The shift to the cloud is still in the early innings as the industry is expected to grow at a CAGR of 15.7% in the next few years. IoT (internet of things) is getting more popular with a lot of our products now being connected (e.g. connected vehicles). Not to mention the opportunity in AI which has been the latest hot topic with Microsoft and Google (GOOG) (GOOGL) both going at each other. I believe the market is well-positioned to benefit from these trends and should also continue to drive Equinix’s growth moving forward.
Charles Meyers, CEO, on digital transformation:
In the current macroeconomic environment, we believe spending on digital transformation will remain robust for two simple reasons. First, as companies work harder for each incremental revenue dollar, digital is seen as a critical driver of competitive differentiation, accelerating time to market and enabling product set evolution. And second, digital transformation is increasingly a means to do more with less, enabling businesses to reduce costs and drive operating leverage while simultaneously becoming more agile and responsive in serving their customers.

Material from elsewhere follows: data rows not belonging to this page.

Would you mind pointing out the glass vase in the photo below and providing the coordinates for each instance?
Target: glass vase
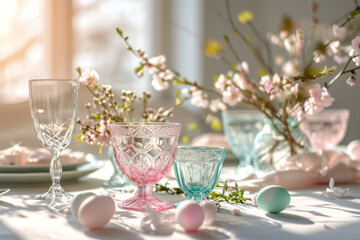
(118, 181)
(271, 150)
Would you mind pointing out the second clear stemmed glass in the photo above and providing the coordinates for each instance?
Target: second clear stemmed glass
(240, 129)
(326, 129)
(54, 108)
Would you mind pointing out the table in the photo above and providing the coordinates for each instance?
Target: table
(309, 216)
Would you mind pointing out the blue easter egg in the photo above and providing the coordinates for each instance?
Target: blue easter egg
(273, 199)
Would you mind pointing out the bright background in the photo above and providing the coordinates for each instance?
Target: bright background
(49, 38)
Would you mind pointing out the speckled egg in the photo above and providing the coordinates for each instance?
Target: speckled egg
(95, 212)
(190, 215)
(76, 202)
(273, 199)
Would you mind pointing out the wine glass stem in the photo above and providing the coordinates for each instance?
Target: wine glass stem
(145, 191)
(55, 169)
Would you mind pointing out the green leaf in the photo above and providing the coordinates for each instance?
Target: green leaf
(78, 137)
(261, 72)
(95, 116)
(178, 93)
(139, 68)
(177, 82)
(179, 101)
(119, 31)
(192, 126)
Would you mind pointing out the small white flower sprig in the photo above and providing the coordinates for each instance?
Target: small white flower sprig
(292, 92)
(106, 108)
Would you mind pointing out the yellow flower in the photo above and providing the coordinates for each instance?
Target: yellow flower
(213, 48)
(245, 16)
(216, 124)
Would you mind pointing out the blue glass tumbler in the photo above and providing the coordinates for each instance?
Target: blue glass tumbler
(197, 169)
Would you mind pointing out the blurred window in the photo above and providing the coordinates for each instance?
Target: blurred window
(28, 37)
(21, 46)
(97, 45)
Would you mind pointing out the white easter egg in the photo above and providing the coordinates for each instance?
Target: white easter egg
(95, 212)
(353, 149)
(190, 215)
(76, 202)
(210, 211)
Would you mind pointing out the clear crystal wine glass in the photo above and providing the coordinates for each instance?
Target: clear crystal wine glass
(144, 153)
(240, 129)
(54, 108)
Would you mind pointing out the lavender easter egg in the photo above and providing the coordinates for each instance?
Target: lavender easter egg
(273, 199)
(95, 212)
(78, 200)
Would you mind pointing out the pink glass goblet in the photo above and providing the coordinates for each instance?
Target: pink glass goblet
(144, 153)
(326, 129)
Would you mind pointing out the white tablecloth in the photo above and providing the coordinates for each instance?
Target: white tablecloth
(309, 216)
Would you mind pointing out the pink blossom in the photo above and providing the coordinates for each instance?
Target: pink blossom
(157, 63)
(340, 58)
(326, 99)
(279, 60)
(356, 60)
(241, 82)
(289, 68)
(267, 83)
(220, 83)
(318, 56)
(316, 92)
(356, 45)
(103, 126)
(232, 95)
(295, 89)
(199, 100)
(217, 105)
(319, 99)
(253, 199)
(299, 113)
(333, 48)
(339, 32)
(158, 83)
(243, 67)
(88, 76)
(351, 81)
(167, 75)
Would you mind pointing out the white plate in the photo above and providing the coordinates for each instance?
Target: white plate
(38, 168)
(38, 177)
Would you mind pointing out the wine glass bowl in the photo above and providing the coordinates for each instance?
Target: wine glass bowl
(326, 129)
(240, 129)
(144, 153)
(197, 169)
(54, 108)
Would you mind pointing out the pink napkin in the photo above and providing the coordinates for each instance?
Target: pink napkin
(18, 155)
(309, 169)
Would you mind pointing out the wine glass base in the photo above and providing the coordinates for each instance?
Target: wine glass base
(198, 198)
(60, 200)
(139, 204)
(55, 191)
(118, 182)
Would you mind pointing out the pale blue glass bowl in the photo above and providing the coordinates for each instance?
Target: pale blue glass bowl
(240, 130)
(197, 169)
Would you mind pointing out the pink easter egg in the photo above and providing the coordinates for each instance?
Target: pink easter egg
(190, 215)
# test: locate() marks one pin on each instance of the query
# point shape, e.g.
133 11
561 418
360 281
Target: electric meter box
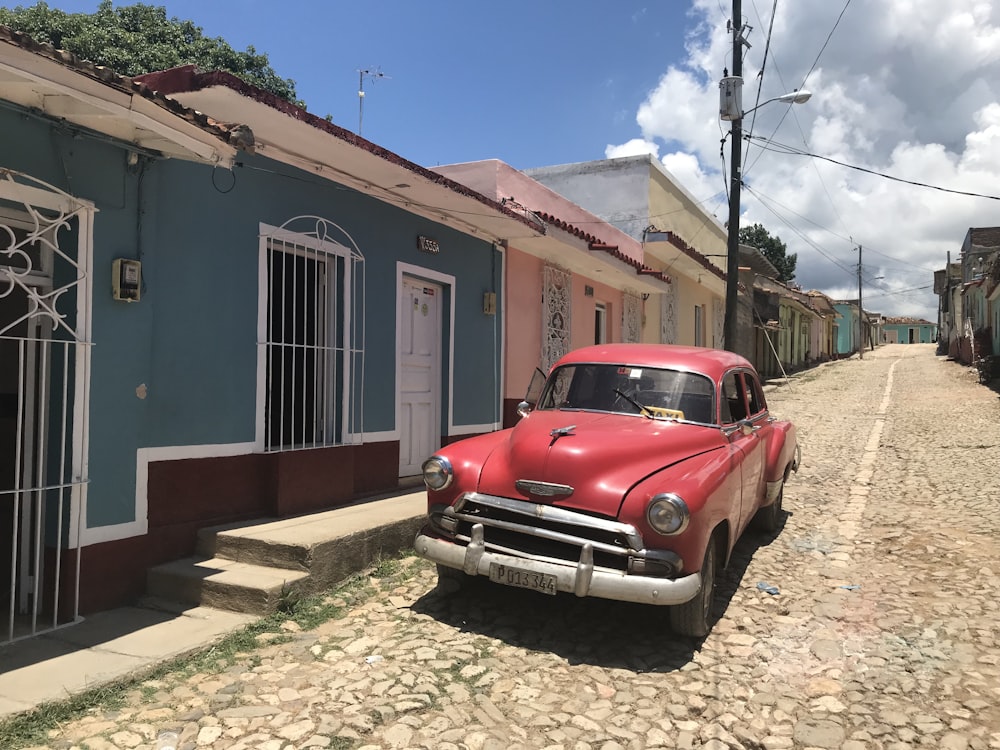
731 98
126 279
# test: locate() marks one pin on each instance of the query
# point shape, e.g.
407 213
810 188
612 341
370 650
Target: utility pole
735 183
861 312
361 91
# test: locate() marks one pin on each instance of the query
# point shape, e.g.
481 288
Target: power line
914 268
783 149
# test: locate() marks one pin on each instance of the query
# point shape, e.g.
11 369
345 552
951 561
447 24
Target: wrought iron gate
45 246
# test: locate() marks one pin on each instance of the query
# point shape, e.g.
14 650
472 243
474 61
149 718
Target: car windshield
628 389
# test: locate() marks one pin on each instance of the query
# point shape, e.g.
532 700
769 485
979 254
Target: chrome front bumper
581 578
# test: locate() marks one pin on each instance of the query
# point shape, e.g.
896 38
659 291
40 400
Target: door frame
448 291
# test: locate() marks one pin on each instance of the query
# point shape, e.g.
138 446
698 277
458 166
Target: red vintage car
630 477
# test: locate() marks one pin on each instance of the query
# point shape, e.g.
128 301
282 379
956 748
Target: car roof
711 362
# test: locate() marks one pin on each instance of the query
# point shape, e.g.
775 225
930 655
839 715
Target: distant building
908 331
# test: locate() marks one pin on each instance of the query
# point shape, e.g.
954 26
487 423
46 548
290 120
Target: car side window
733 405
755 394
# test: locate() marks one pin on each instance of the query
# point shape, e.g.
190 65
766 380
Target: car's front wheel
694 617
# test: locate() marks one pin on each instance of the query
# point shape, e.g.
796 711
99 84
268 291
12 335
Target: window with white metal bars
306 362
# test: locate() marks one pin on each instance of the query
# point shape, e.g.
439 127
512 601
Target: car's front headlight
668 514
437 472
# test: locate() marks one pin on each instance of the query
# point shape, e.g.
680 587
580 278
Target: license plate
525 579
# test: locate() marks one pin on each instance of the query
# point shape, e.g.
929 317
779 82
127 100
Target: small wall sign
427 245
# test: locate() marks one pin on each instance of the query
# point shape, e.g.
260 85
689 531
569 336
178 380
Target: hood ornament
543 489
559 432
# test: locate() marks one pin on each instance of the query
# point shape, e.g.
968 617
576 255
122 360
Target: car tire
770 516
694 618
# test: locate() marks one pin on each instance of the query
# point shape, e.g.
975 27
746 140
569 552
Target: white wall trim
474 429
380 437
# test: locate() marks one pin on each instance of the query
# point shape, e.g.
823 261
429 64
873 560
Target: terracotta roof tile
108 77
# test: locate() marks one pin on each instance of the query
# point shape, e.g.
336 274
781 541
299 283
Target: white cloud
908 88
635 147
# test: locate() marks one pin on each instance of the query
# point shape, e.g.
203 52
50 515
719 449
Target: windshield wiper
642 409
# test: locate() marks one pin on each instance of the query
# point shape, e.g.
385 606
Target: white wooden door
420 374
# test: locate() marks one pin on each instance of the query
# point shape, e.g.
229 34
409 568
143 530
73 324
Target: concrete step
249 567
330 545
225 584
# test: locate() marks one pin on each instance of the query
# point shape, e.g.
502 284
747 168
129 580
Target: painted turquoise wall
926 333
847 330
192 339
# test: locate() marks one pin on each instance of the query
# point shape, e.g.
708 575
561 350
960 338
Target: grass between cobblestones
36 727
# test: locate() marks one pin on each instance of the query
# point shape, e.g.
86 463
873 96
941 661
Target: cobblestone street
883 634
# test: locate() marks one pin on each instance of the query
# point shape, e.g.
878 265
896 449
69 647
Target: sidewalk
104 647
110 645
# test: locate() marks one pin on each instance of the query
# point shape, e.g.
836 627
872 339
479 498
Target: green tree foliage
137 39
773 249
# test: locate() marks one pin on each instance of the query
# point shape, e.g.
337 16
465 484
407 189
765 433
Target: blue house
848 334
206 318
908 331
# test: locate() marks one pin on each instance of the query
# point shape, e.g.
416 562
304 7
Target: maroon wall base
186 495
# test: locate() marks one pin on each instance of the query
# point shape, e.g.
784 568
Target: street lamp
731 108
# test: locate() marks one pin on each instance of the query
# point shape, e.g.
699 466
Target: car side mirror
534 393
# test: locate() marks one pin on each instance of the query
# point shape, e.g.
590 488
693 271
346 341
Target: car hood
599 455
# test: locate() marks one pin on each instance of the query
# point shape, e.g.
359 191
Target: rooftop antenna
362 74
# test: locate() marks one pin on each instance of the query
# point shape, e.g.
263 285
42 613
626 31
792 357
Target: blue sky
531 83
908 88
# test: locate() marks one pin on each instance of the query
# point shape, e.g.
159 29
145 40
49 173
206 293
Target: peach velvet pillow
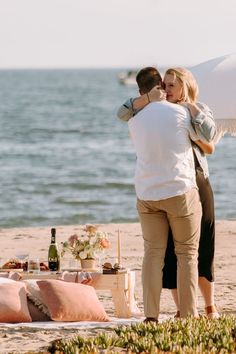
71 301
13 302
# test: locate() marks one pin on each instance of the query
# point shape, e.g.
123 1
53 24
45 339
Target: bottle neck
53 235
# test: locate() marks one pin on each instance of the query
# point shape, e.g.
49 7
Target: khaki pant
183 214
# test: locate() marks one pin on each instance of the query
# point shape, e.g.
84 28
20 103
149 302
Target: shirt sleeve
125 112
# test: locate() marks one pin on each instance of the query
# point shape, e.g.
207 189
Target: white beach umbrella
217 88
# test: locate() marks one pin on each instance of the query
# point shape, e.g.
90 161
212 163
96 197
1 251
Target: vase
87 263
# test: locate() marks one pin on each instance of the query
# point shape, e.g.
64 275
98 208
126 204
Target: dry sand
35 241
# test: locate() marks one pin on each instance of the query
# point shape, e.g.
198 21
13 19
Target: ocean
66 158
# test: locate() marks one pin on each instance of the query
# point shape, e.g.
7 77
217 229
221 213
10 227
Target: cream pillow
13 302
71 301
34 295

Equinix just reported its fourth-quarter earnings and the results are solid. The company reported revenue of $1.87 billion, up 10% YoY (year over year) from $1.71 billion. The growth is mainly driven by strong demand for data centers and increased pricing due to higher energy costs. As most of the increase in costs is passed on to customers, costs of revenues only grew 6.6% from $910.4 million to $970.7 million. This resulted in gross profit increasing 13.1% from $795.9 million to $900.1 million. The gross profit margin widened 150 basis points from 46.6% to 48.1%.
The bottom line was also solid as the company managed to be disciplined on spending. Operating expenses were up $617.9 million, up 13.2% YoY compared to $546.2 million. Most of the increase is attributed to G&A (general and administrative) expenses which were up 16.4% to $400.2 million. Partially offset by S&M (sales and marketing ) expenses which were up 8.9% to $207.2 million. AFFO (adjusted funds from operations) was $658 million compared to $564 million, up 17% YoY. AFFO per share was $7.09, up 14% YoY. Due to higher interest expenses and other expenses, adjusted EBITDA grew at a slower pace of 6% YoY to $839 million. Adjusted EBITDA margin was down 100 basis points from 46% to 45%. Tax expenses were also up therefore net income only increased by 4% YoY to $128.9 million with a net income margin of 6.9%. The company also initiated guidance for FY23. It expects revenue growth to be 12% to 14% while AFFO and AFFO per Share to increase by 6% to 9% and 4% to 7% respectively (around 3 percentage points higher on a constant currency basis).
Overall, I think this quarter’s results were decent but guidance seems a bit soft, especially for the bottom line which signals a deceleration in growth. Equinix has strong fundamentals and tailwinds but the current valuation isn’t justified after the rally in my opinion. The company is trading at a fwd price/AFFO ratio of 24.9x which is quite elevated. This is meaningfully above other specialized REITs such as Digital Realty (DLR) and American Tower (AMT). They have a fwd price/AFFO ratio of 18x and 22.1x respectively, representing a discount of 27.7% and 11.2%. With such a lofty valuation and just high single-digit bottom-line growth for FY23, I do not see much upside potential from the current price. Therefore I rate Equinix as a hold and will wait for a better price point before considering getting in.